Researchers at the University of Cape Town’s (UCT) Division of Paediatric Dermatology and Paediatric Allergy have found that early childhood is a window for shaping immune development in allergic and non-allergic South African children.

The researchers described the molecular profiles of children with atopic dermatitis (AD) in the January issue of the journal Allergy – the European Journal of Allergy and Clinical Immunology.

AD is a debilitating skin disorder that disproportionately affects children globally and is associated with multiple allergic diseases. However, growing evidence suggests an “immunological window of opportunity” early in life when the immune system may be particularly responsive to environmental exposures that help establish immune functional trajectories that can have long-term consequences, including altered risk of immune-mediated diseases such as allergies.

Dr Nonhlanhla Lunjani, lead author on the study, says these interactions ideally should promote appropriate immune training that effectively defends against infection and tolerates the otherwise harmless allergen exposures, with limited collateral damage to host tissue, and without any subsequent aberrant inflammatory or allergic reactions.

According to Lunjani, epidemiology studies have shown that allergic diseases are increasing rapidly in South Africa and have shown lower disease prevalence in rural communities.

“Previous work done by our group, including senior authors Professors Carol Hlela and Mike Levin, demonstrated allergic immune profiles in urban and rural children with atopic dermatitis compared to their healthy counterparts.

However, an immune profile emerged that characterised rural vs urban living irrespective of disease state.

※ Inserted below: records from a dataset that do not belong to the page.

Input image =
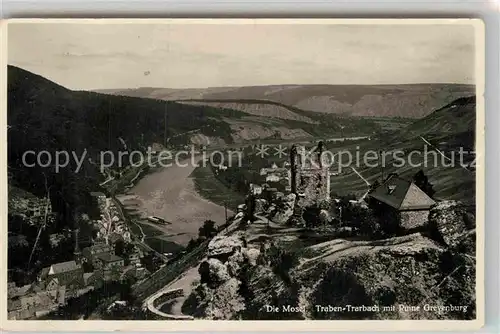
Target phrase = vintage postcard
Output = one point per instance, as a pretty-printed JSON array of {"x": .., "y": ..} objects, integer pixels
[{"x": 243, "y": 174}]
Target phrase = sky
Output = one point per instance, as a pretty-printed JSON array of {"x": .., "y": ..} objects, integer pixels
[{"x": 105, "y": 56}]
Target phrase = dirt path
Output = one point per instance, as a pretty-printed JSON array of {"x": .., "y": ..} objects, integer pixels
[{"x": 170, "y": 194}]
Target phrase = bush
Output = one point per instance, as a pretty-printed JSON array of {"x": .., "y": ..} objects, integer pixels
[
  {"x": 208, "y": 230},
  {"x": 282, "y": 262}
]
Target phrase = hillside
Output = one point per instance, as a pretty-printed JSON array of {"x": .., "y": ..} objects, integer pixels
[
  {"x": 44, "y": 116},
  {"x": 408, "y": 101},
  {"x": 456, "y": 117}
]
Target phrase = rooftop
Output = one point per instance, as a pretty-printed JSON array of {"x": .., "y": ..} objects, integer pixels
[
  {"x": 107, "y": 257},
  {"x": 401, "y": 194},
  {"x": 59, "y": 268}
]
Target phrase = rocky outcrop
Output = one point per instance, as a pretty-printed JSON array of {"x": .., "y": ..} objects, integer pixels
[
  {"x": 397, "y": 273},
  {"x": 451, "y": 220},
  {"x": 260, "y": 205},
  {"x": 218, "y": 294},
  {"x": 224, "y": 246},
  {"x": 409, "y": 277},
  {"x": 283, "y": 209}
]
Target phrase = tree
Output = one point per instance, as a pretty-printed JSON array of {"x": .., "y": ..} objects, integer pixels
[
  {"x": 208, "y": 230},
  {"x": 422, "y": 181}
]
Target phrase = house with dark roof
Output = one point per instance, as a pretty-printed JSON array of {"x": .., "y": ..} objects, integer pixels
[
  {"x": 404, "y": 196},
  {"x": 110, "y": 262},
  {"x": 62, "y": 274},
  {"x": 91, "y": 253}
]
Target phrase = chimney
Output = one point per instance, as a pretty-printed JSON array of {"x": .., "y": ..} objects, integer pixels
[{"x": 77, "y": 253}]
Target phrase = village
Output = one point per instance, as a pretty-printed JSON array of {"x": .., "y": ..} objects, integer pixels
[
  {"x": 304, "y": 182},
  {"x": 112, "y": 256}
]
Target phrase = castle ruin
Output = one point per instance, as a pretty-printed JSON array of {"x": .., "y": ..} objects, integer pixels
[{"x": 310, "y": 174}]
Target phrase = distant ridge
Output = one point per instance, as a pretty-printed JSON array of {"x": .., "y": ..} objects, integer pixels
[{"x": 406, "y": 100}]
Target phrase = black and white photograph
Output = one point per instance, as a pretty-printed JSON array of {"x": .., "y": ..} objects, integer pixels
[{"x": 244, "y": 169}]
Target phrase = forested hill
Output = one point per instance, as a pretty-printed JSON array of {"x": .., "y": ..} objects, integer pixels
[{"x": 43, "y": 116}]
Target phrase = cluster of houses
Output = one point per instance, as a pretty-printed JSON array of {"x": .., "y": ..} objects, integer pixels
[
  {"x": 60, "y": 281},
  {"x": 89, "y": 269},
  {"x": 309, "y": 178},
  {"x": 110, "y": 226}
]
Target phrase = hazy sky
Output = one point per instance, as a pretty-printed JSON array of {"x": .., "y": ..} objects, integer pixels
[{"x": 96, "y": 56}]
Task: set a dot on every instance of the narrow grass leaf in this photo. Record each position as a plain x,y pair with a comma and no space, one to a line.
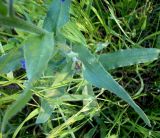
128,57
17,106
11,61
57,16
30,116
45,112
37,53
95,73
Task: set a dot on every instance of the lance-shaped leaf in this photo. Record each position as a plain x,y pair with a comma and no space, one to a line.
128,57
95,73
37,53
11,61
57,16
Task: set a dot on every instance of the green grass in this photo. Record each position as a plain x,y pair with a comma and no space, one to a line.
68,105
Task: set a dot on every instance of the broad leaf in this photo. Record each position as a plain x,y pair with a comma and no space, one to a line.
11,61
128,57
37,52
57,16
94,72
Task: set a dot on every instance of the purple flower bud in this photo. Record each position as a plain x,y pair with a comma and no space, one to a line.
23,64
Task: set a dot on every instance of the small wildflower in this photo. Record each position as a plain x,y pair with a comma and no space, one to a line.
23,64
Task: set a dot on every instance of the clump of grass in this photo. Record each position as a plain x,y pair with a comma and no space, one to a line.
66,105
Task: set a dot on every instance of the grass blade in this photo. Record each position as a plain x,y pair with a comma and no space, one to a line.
17,106
57,16
134,56
94,72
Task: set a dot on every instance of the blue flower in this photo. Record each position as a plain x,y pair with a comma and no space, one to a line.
23,64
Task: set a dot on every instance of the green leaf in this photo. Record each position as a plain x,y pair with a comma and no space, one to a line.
18,23
91,133
37,53
11,61
3,9
45,112
128,57
71,32
17,106
30,116
95,73
57,16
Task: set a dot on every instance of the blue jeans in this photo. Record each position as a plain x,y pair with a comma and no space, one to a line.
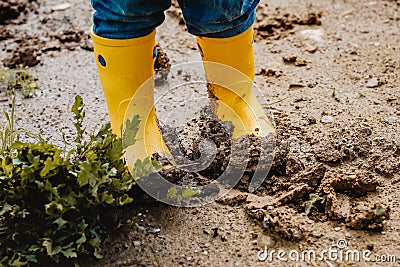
125,19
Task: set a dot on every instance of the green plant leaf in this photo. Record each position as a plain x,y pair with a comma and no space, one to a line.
130,131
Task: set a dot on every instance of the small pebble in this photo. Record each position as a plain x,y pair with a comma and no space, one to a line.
366,130
154,231
317,234
327,119
391,119
372,83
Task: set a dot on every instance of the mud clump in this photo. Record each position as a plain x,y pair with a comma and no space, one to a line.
354,185
16,11
279,25
364,217
286,222
25,55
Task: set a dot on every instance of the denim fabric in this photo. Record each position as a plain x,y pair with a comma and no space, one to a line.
124,19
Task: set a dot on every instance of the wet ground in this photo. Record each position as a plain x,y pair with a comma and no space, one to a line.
330,74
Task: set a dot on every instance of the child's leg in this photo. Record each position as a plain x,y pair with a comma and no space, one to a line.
124,40
126,19
225,38
218,18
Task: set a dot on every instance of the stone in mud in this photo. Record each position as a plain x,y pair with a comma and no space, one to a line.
293,165
354,185
284,222
312,177
329,154
233,200
364,217
386,164
296,194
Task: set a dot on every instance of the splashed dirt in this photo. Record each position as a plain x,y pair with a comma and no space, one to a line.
347,166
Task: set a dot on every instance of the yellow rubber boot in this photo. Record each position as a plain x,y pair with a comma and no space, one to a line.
126,69
229,68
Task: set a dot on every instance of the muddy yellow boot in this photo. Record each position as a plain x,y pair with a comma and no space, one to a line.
229,68
126,71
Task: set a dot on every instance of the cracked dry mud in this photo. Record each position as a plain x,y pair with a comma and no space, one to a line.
314,60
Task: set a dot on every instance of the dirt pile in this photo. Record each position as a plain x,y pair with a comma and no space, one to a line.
295,194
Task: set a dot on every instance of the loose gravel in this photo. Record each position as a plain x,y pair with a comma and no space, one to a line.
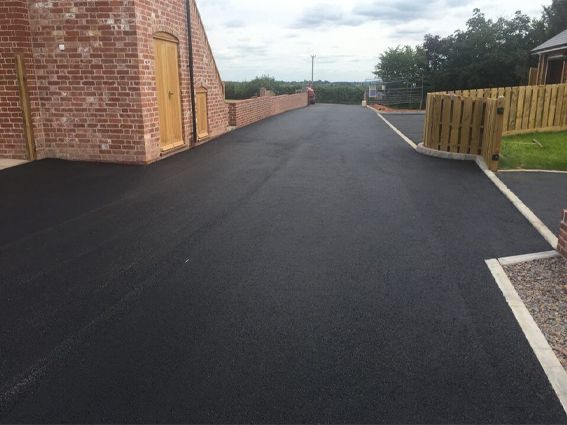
542,285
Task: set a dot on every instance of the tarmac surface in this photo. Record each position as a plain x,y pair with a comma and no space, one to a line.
308,268
544,193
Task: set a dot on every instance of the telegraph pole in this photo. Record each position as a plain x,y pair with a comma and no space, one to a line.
312,68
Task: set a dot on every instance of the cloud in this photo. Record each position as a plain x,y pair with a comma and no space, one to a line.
326,14
395,10
235,23
255,37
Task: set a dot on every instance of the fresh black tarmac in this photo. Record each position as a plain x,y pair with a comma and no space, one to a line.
308,268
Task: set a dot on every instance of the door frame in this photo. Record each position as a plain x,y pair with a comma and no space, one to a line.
201,90
167,37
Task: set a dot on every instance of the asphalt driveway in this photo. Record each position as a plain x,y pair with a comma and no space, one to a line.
309,268
544,193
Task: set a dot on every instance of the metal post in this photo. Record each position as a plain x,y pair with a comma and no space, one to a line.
312,69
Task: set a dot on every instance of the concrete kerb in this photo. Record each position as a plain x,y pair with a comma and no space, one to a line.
398,132
543,230
551,365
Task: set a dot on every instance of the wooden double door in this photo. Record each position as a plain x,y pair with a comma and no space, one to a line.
169,95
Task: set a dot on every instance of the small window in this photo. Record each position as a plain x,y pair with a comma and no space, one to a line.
372,92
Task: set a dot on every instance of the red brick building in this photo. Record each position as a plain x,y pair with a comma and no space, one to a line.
105,80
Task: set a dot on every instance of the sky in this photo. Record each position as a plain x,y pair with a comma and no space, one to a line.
277,37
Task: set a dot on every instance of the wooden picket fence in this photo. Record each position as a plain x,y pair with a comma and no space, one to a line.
529,108
464,125
473,121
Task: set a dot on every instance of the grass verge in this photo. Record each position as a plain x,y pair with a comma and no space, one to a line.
521,152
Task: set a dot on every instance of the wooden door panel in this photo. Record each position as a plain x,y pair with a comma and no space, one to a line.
168,93
202,115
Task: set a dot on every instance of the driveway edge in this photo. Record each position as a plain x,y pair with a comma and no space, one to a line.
534,220
555,372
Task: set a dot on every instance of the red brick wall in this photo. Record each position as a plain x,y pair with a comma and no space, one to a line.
562,246
248,111
169,16
95,98
15,38
88,89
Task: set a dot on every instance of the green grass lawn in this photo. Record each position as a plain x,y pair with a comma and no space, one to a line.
520,152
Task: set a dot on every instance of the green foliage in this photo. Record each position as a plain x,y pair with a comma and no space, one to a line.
237,90
401,64
487,53
326,92
555,17
520,152
345,93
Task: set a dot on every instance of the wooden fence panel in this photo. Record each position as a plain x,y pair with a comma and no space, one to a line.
528,108
464,125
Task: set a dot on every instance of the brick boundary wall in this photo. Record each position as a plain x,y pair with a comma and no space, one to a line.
562,246
245,112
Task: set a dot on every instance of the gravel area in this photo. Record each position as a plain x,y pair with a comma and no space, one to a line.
542,285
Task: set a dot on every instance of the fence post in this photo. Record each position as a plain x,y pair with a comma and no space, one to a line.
496,136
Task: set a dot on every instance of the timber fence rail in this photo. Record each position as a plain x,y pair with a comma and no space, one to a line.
528,108
474,121
464,125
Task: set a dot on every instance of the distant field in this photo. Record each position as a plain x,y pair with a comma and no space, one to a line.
521,152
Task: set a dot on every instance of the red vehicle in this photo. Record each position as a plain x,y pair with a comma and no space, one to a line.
311,96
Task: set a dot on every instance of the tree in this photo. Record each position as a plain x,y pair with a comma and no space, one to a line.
401,64
555,17
487,53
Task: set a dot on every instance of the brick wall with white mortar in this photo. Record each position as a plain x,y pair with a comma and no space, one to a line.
562,246
245,112
91,77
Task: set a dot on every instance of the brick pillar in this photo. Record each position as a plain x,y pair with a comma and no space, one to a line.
562,246
15,39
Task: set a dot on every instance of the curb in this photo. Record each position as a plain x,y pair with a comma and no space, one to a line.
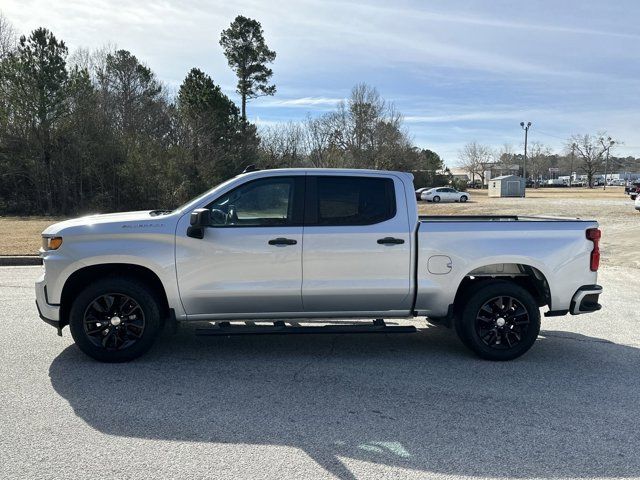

Our current study aimed to further examine the molecular mechanisms and environment exposures underpinning the rural/urban immunological gradient in South African children with or without AD,” she says.

The group performed RNA sequencing of peripheral blood mononuclear cells (PBMCs) obtained from children with AD and healthy controls from the same ethnolinguistic population in Cape Town and Mthatha. Bioinformatic analysis demonstrated several differentially expressed genes in AD cases, including IgE, a key antibody isotype in allergic disease.

Notably, the living environment dominated the PBMC gene expression clustering. Pet, maternal antenatal, and childhood farm animal exposure, vaginal delivery, as well as sunlight exposure were some of the associated exposures with the rural cluster. Peanut and Amasi consumption, higher household income, and increased paracetamol use were some more strongly associated with urban living exposures.

Multiple gene expression pathways that are well described to regulate or suppress aberrant inflammatory immune responses were more highly expressed in rural children.

Lunjani said these results illustrate the dramatic effect of the living environment on the developing infant’s immune system. “Exposure to animals and time spent outdoors promotes immune regulatory networks that can protect against infection and immune-mediated diseases such as allergies.

Understanding the environmental interactions and molecular switches responsible for developing a healthy immune system will help us develop public health interventions and provide appropriate guidance to mothers of young children,” she concluded.